Expertise that has implications for how we think or how we live seems to be under attack (see Tom Nichol’s essay “The death of expertise”). In the blogosphere, in the media (social and otherwise), even in the street, we no longer defer to experts even when the issues are relatively technical. And of course some seem happy to keep us away from actual knowledge and to glory in ignorance (something discussed here). We have the spread of fake news (or at least the constant claim that a particular piece of news is fake) and fake facts. It emerged this week that a certain prominent politician made up a “fact” stated as a truth.
But this approach strikes me of having at its heart a
strange double standard. In cosmology, medicine and aviation (to mention a few)
we are happy to recognise, trust and rely on experts. Black holes may be remote
objects with little direct impact on us, but knowing your surgeon can tell your
tonsils from your toes, or that your pilot can successfully lower the
undercarriage before landing, is clearly important. We accept that true facts
matter in these domains, and that fake facts (your tonsils are on the end of
your foot) have potentially serious consequences. Why then the unwillingness to
accept expertise in other matters? Maybe it’s because a little knowledge is a dangerous
thing; it leads to the kind of hubris that claims that we can all be experts. And
of course a little knowledge is only mouse click away. All opinions can then become expert opinions that must be taken equally seriously.
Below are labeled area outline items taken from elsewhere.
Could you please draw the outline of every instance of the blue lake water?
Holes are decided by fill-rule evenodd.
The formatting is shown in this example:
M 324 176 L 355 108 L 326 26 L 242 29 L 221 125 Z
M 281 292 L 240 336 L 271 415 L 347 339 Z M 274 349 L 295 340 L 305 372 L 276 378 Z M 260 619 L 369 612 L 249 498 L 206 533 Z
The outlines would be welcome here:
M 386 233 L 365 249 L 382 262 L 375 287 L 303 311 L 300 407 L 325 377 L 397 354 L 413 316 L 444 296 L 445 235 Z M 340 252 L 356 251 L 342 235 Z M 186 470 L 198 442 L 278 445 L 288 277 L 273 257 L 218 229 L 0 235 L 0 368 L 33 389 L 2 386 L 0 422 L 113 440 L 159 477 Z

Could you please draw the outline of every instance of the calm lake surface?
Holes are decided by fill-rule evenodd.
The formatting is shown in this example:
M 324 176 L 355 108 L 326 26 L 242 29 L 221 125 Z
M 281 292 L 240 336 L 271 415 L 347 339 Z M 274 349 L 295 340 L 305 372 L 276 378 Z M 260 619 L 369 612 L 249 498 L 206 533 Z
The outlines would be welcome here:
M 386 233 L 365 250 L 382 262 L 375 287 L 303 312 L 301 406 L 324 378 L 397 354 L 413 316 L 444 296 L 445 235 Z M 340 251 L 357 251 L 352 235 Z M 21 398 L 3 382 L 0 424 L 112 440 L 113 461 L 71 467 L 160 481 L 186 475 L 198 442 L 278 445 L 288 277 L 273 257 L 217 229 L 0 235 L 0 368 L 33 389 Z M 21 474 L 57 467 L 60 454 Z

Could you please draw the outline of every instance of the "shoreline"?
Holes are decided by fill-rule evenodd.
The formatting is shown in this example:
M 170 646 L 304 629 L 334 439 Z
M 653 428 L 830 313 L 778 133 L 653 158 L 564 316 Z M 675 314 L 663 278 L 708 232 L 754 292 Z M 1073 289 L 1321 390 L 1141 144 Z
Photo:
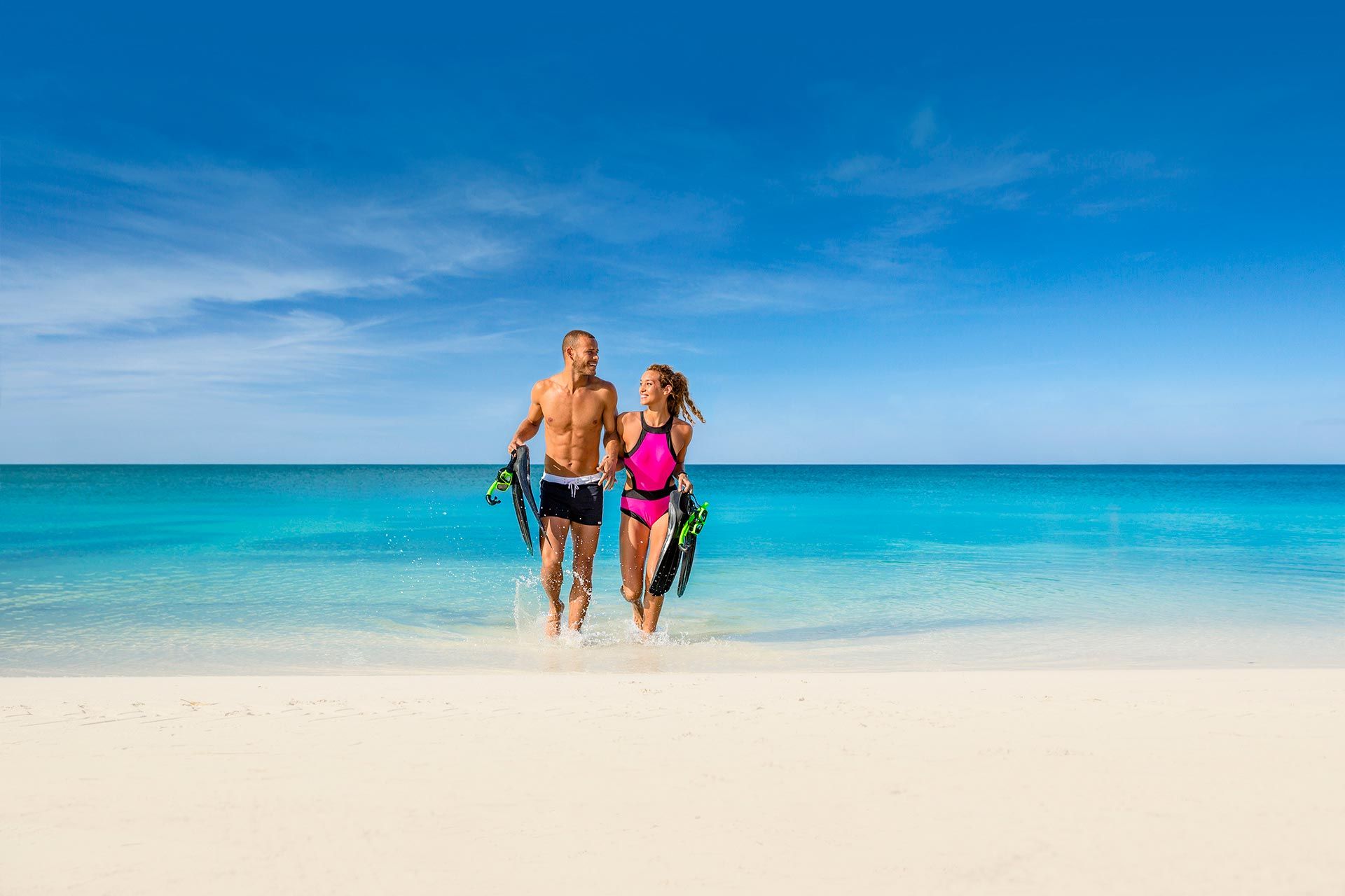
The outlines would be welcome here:
M 1333 892 L 1345 669 L 0 677 L 7 893 Z

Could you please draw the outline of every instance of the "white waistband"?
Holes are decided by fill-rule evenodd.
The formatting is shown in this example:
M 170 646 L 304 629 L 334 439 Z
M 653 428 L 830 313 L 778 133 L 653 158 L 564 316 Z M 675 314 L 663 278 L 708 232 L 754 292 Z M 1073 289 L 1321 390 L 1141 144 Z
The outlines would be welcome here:
M 593 482 L 601 482 L 601 473 L 592 473 L 589 476 L 555 476 L 554 473 L 543 473 L 543 482 L 555 482 L 557 485 L 592 485 Z

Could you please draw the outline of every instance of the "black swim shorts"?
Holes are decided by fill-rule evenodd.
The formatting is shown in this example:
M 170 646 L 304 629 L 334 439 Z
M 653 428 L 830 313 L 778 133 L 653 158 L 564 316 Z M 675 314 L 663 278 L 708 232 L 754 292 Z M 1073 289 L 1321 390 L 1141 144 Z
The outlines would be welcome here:
M 542 480 L 543 517 L 555 516 L 580 525 L 603 525 L 603 486 L 597 482 L 562 485 Z

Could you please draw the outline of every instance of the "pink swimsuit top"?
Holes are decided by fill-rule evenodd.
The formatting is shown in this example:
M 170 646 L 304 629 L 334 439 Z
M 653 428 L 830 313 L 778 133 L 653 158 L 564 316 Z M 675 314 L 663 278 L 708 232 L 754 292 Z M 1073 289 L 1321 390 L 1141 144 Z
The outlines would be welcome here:
M 672 493 L 672 470 L 677 451 L 672 450 L 672 419 L 663 426 L 650 426 L 640 411 L 640 438 L 625 453 L 625 484 L 621 492 L 621 513 L 652 527 L 668 512 Z

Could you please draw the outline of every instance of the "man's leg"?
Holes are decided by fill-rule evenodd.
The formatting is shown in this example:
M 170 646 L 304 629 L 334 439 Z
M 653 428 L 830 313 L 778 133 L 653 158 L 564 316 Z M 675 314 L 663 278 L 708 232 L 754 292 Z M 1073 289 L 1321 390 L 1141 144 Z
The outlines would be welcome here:
M 570 584 L 570 629 L 580 630 L 589 598 L 593 596 L 593 555 L 597 552 L 600 525 L 570 525 L 574 533 L 574 582 Z
M 561 583 L 565 580 L 565 536 L 570 531 L 570 521 L 558 516 L 542 517 L 542 588 L 550 606 L 546 610 L 546 634 L 561 633 Z M 576 548 L 578 543 L 576 541 Z M 589 566 L 593 555 L 589 553 Z

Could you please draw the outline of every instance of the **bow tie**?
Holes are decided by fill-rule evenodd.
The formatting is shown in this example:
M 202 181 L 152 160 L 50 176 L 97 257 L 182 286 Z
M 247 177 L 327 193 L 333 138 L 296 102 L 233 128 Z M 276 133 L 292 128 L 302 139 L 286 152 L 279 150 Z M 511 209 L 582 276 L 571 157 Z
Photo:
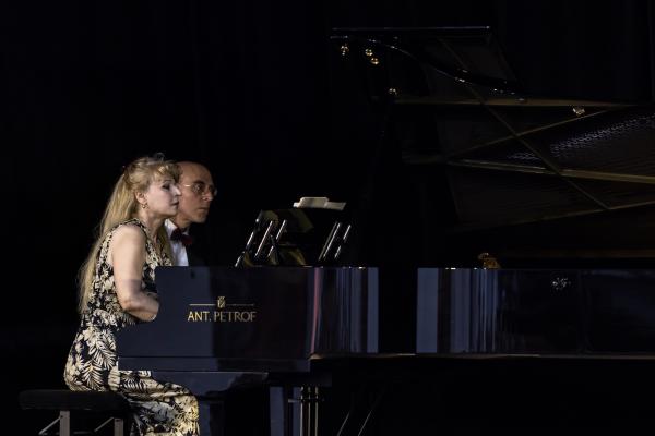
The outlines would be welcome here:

The answer to this is not so much a new deference but old
fashioned humility; humility to recognise skill and expertise in others, and
therefore give their opinions more weight than my own within their areas of
expertise. This doesn’t mean experts should be regarded as infallible, even
within their areas of expertise. They are human, and therefore always capable
of making mistakes. So transparency and dialogue, critical engagement and
debate have a role in providing corrections. But experts are still much more likely to be
right that I am. And maybe experts need a degree of humility too. Perhaps it’s
tempting in the current climate to be a little too dogmatic and emphatic, even
where uncertainties abound. True expertise will always be valuable and should be valued. I wouldn’t take my views on the fate of particle pairs at the edge of black holes too seriously if I were you. We had Stephen Hawking for that.